Expert systems vs. statistical classification: Assign Classes implements a classic expert system — domain knowledge is encoded as explicit if-then rules. This contrasts with statistical classifiers (Bayesian, SVM, Random Forest) that learn decision boundaries from training data. The tradeoff: expert rules are interpretable and require no training data, but may miss subtle patterns that statistical methods capture. Statistical methods handle ambiguity better but are "black boxes" whose decisions can be hard to explain.
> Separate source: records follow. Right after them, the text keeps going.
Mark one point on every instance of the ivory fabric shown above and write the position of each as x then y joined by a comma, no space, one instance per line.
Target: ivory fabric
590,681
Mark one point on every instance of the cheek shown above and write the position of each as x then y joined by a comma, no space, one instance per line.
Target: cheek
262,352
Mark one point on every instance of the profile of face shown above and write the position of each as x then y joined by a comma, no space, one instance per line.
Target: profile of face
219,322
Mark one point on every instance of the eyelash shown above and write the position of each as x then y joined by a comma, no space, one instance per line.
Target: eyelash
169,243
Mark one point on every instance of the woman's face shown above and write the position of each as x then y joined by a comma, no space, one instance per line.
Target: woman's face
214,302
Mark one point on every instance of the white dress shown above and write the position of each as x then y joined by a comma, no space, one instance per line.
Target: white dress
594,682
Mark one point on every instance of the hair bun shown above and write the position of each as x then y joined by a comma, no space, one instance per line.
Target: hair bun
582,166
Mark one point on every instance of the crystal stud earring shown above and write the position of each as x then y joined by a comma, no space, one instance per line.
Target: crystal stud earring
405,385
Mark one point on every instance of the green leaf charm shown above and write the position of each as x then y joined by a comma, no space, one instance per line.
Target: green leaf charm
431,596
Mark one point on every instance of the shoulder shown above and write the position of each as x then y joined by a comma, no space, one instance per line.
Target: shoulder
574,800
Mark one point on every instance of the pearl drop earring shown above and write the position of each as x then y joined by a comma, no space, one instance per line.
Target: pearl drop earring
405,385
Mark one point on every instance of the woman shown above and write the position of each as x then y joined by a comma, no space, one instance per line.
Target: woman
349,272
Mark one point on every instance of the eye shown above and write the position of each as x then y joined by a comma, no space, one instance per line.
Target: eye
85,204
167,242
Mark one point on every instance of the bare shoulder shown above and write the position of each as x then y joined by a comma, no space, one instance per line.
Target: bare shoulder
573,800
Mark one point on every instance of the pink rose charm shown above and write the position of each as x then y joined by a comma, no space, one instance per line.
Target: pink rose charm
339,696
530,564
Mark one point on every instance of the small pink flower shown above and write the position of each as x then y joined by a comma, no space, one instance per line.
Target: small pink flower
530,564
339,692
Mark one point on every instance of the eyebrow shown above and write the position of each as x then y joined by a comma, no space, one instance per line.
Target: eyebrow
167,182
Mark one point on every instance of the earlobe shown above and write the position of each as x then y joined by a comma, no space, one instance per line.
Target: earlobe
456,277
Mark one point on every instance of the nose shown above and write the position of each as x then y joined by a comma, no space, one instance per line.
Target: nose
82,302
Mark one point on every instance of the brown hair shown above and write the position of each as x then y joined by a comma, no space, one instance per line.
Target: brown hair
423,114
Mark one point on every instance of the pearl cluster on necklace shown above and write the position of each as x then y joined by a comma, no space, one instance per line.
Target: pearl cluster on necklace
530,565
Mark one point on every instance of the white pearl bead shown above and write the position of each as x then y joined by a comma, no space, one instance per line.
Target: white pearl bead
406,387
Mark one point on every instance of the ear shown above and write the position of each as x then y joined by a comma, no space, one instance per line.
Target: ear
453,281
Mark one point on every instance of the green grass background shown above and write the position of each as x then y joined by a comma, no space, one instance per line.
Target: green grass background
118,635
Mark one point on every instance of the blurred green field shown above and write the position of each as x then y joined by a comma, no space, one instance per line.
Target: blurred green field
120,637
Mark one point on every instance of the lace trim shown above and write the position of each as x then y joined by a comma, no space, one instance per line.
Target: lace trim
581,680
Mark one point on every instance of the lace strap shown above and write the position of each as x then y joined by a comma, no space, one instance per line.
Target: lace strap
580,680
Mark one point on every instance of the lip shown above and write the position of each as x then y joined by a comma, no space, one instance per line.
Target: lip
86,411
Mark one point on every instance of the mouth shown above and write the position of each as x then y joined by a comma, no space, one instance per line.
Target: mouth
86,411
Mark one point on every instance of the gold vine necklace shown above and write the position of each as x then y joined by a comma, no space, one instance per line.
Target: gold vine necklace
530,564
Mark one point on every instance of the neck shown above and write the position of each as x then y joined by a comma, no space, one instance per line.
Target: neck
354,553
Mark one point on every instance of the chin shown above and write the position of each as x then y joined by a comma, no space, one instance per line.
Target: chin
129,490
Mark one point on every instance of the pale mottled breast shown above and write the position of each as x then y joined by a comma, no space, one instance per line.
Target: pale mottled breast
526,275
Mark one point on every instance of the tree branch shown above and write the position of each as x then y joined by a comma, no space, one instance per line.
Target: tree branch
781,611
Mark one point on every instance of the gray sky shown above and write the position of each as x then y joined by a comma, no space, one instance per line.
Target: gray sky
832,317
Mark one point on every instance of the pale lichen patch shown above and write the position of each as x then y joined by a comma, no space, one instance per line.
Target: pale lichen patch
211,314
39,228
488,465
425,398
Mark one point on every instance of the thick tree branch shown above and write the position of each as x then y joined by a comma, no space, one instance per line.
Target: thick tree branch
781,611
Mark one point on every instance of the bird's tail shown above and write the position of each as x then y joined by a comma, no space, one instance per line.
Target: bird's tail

Bayesian classification framework: MIT's Statistical Models chapter shows that optimal classification assigns each observation to the class with the highest posterior probability: P(class|data) ∝ P(data|class) × P(class). Assign Classes implements a simplified version: the gating thresholds define decision boundaries, and the Boolean logic defines the class structure. When gates are set at the population valley (the point where two marker populations are best separated), Assign Classes approximates the Bayes-optimal classifier for well-separated markers.
The hierarchy of classification: In multiplex panels, classification is inherently hierarchical. First distinguish tumor from immune (CK+/−). Within immune, distinguish T cells from B cells (CD3/CD20). Within T cells, distinguish helper from cytotoxic (CD4/CD8). Assign Classes naturally encodes this hierarchy through priority ordering — broader categories (immune) are lower priority than specific ones (cytotoxic T). Cells matching the specific rule are classified there; cells matching only the broad rule fall to the broader category.
Assign Classes is an expert system — you encode biological knowledge as rules. This is the opposite of machine learning classifiers that learn from data. The advantage is total transparency: you know exactly why each cell was classified as it was. The disadvantage is that you must know the rules in advance. For well-defined phenotypes with clear marker combinations, explicit rules often work as well as learned models.